Most of the dishes here are like that: While they are certainly presented in a pleasing way, they are simply old favorites known throughout Rhode Island.
An excellent example is a dish of littlenecks served aglio e olio over linguine. If I were going to name a state dish, I think this would be it. And Eat With the Fishes makes a fine version: The use of native littlenecks with lots of garlic and oil, seasoned with chopped clams and herbs, is the perfect combination of indigenous ingredients such as clams put to good use.
It's fresh, simple and extremely tasty -- the clams swim in a sweet broth peppered with garlic, and in this version, sliced red peppers. It's perfect for dipping pieces of Italian bread.
Saffron scallops are a venture into more artistic territory -- and proof that chef de cuisine Coleman Hanover, a Johnson & Wales graduate, can pull off more than just clam cakes and fried fish. Pillowy scallops are grilled and placed around a mound of buttery, seasoned smashed red bliss potatoes topped with steamed julienned carrots and squash.

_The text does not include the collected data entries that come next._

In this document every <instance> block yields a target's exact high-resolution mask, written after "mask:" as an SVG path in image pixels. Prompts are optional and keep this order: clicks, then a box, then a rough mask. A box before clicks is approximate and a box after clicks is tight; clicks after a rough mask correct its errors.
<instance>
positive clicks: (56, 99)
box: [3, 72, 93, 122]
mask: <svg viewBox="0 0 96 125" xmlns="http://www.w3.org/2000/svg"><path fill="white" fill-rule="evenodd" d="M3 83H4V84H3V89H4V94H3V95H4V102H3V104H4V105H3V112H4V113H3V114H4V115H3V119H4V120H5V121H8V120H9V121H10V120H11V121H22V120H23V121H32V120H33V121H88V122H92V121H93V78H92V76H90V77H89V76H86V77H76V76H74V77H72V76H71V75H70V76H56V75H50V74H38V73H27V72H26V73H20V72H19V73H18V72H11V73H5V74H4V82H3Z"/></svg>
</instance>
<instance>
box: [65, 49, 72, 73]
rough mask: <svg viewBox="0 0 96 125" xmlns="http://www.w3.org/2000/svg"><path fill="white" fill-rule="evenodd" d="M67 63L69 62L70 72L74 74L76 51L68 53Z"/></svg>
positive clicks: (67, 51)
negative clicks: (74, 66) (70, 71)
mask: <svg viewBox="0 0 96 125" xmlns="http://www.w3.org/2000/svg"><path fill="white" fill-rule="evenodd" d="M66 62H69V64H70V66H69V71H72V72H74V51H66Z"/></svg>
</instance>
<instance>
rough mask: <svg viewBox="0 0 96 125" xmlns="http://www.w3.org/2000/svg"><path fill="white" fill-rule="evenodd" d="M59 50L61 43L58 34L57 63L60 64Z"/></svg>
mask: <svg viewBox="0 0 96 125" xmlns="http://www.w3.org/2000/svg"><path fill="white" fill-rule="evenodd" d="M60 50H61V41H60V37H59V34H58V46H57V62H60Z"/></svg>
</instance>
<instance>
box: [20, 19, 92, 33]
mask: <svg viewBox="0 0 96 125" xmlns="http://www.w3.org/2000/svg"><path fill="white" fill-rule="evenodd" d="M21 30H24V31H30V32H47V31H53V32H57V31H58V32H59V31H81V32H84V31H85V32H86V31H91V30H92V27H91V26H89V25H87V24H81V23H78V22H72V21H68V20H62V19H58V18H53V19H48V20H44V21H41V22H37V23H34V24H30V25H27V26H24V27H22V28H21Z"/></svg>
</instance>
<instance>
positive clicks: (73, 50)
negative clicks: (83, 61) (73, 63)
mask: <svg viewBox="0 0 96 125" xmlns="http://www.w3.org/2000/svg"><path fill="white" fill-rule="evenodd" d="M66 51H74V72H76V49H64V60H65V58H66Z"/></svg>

All these are fine on their own, but exquisite when paired with a saffron cream sauce. Bright yellow-orange, its flavor borders on being too sweet until it is perfectly pulled back by the layered flavor of caramelized shallots, bits of which rest in its pool.
Other offerings
Service is friendly, fast and unobtrusive but there is little finesse -- Eat With the Fishes has the kind of service where you'll be asked to keep your dirty fork between courses. Still, our server belonged to that class of waitress who is so fast you don't see her move from table to table and at the same time manages to make you feel as if you are part of her family.
There are a lot of things for landlubbers on the menu -- sirloin steak, chicken with cherry peppers and sausage -- as well as pizzas. On Thursdays and Sundays, a clambake-style meal of clam cakes, chowder, corn on the cob and watermelon is offered.
Desserts fall into the same mold as the rest of the menu, a narrow list of standbys meant to appeal, headed -- of course -- by the ubiquitous tiramisu. There was, though, a venture into pastry pizazz with a giant almond lace cookie molded to cup two scoops of ice cream (neither house-spun) -- pistachio and vanilla. Between drizzlings of raspberry coulis and the creamy green sauce made from the melting of the ice creams, the pieces of crunchy, buttery cookie made for a fun spoonful.
Eat With the Fishes, 355 Atwood Ave., Cranston, 943-0404. Casual. Reservations accepted. Wheelchair accessible. Open for lunch and dinner from 12 to 10 p.m. Tue-Sun. V, MC, AM. High chairs and booster seats available. Ample parking.
355 Atwood Ave., Cranston, RI 02910, 401-943-0404, $$
With a name such as Eat With the Fishes, it's to be expected that seafood would make up much, if not all, of the menu. But the name is as much a take on the euphemism "sleeps with the fishes" from The Godfather as it is of seafood -- so the menu is also Italian.